Le stock d’ailerons de requins du restaurant pourrait daté d’avant la loi. Mais « dans ce cas là, ce stock-là aurait dû être déclaré auprès des autorités compétentes à savoir le ministère de l’Environnement et la direction de l’Environnement », explique Vincent Rivage de Sea Shepherd. « Le procès, j’imagine, donnera lieu a une enquête, et on verra si cette procédure a été faite. Dans tous les cas, proposer à ses clients des produits datant de 20 ans sachant qu’en plus, au niveau popularité, ce genre de produit n’est pas vraiment apprécié… on se demande le pourquoi », ajoute-t-il. 

Pour Vincent Rivage, la Polynésie est à l’avant-garde des autres pays. « Nous sommes un sanctuaire marin pour les requins, pour les mammifères marins, pour les tortues… C’est une plus-value qui est importante pour notre pays ».  « Le but de Sea Shepherd Tahiti et de Tiaimoana, en fin de compte, c’est d’être vigilant, de faire appliquer la loi, d’apprendre à la population polynésienne qu’on est à l’avant-garde en matière de protection de l’environnement marin. Maintenant, aux autorités de faire leur travail et de surveiller un peu plus ce qui se passe sur le commerce », lance Vincent Rivage. 

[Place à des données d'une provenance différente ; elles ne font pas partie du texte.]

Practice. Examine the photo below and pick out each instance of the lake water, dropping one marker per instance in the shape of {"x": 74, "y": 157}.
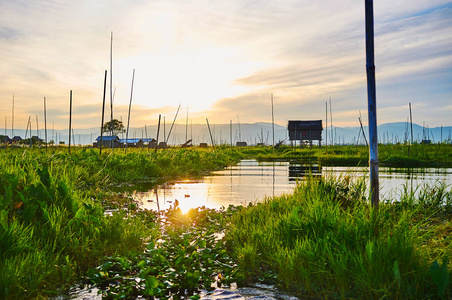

L’association n’en est pas à sa première plainte. « Là c’est un problème sur la soupe d’ailerons de requins, mais il y a d’autres problèmes. Sur la commercialisation par exemple de bijoux faits à bas de dents de requins ou d’os de requins… », explique Vincent Rivage. « On avait déjà fait des petites procédures auparavant sans qu’il y ai vraiment d’effet. Là on essaie de passer au niveau au-dessus en communiquant à la presse nos actions sur ce domaine pour espérer sensibiliser la population polynésienne. »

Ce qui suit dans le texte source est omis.